Is the act of running away a lost art?
A complaint I’ve heard more than once regarding player behavior in the age of Third Edition is “videogame style play”—more specifically, a style of behavior in which players have their characters fight, rest up, fight, rest up, ad nauseam, plodding straight ahead with little thought of serious problem-solving, alternate routes, or flight (especially the latter).
Now the videogame criticism is over-played by many RPG old-timers and often unfairly directed against many younger players in particular, but I do understand the point. The style of play described works fine in an electronic game such as Call of Duty, of which I happen be a fan, but in D&D the straightforward approach isn’t always the best or only route—and it shouldn’t be.
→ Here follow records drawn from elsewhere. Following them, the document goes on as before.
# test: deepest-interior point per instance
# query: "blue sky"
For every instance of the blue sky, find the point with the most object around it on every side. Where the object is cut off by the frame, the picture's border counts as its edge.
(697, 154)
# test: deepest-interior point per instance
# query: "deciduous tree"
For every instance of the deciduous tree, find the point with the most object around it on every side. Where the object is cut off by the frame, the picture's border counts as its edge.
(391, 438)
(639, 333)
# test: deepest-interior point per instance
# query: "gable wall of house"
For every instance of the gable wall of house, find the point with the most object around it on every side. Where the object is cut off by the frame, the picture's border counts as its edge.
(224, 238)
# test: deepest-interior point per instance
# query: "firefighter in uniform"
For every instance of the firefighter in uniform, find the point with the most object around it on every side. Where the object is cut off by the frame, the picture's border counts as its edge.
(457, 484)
In this time of Third Edition ELs, CRs, and other alphabet soup game guidelines, it’s easy for players to be lulled into a false sense of security. They know a good GM follows these guidelines, so they trust that an adventure will be balanced with regard to PC levels. Taken at face value, this is fine—players have every right to expect that their characters will be neither unduly slaughtered nor so lacking for challenge that they will fall asleep. At a certain point however, this strains credibility. Why do purple worms never seem to lurk in the same cavern complexes populated by gricks or chokers? ("Well, because their challenge ratings are too far apart, you see...") Using the challenge levels properly also leads to an abundance of humanoids at the lower levels, I've seen.
I enjoy low-level play—there’s a real challenge when a few hits can really threaten your characters (and a possible critical hit on a PC becomes a truly terrifying event)—but I am soooo sick of the goblins. Getting from 1st level to 5th level without fighting goblins, hobgoblins, orcs, or kobolds is a near-impossible event. I like humanoids as much as the next guy, but the obligatory humanoid stomp on the way up the XP ladder is getting old. I’m an old 1st- and 2nd Edition player, and I’ve seen many, many characters of mine never get past 6th level, so maybe that’s part of the problem, I don’t know. As I said once to a friend of mine that is a great fan of low-level, humanoid-heavy play, “I’m getting tired of chalking up … I want to shoot pool* sometimes too.” Everybody likes a good, crowded kobold smash sometimes, and occasionally it even makes for good comic relief, but more often it’s the hydras and behirs and black dragons that make for the special battles we really remember.
The ability to level up nearly any monster or humanoid in Third Edition has added a welcome surprise factor (and added danger) to some of the more mundane encounters, but in this writer’s humble opinion there’s nothing wrong with the characters running away when needed. Adding one encounter per adventure that is a bit more than the PC party can chew isn’t a sin … it might be a welcome dose of reality.
In The Scaly God, I added an encounter that was extremely dangerous—one that any sensible party would back away from if the scene if GMed properly. I went as far as to include a warning note for the GM in the module, telling her that it would be fair play to warn the party that real trouble lies ahead.
Richard Baker did something similar in his Forge of Fury adventure. In this 3rd-level adventure, there is an area in which dwells a roper. That’s right … a roper! Allowing PCs in a 3rd-level dungeon to possibly run into a CR 12 creature is perhaps madness, but Baker did it with style, including notes for the GM. Call me a heretic, but I see nothing wrong with this so long as the author and GM play fair about it.
Sometimes too much is too much, and, given some warning, the adventurers should realize that sometimes it’s best to skedaddle and live to fight another day.
*Lousy metaphor. As some of the Goodman Games folks can atest, I'm no pool shark.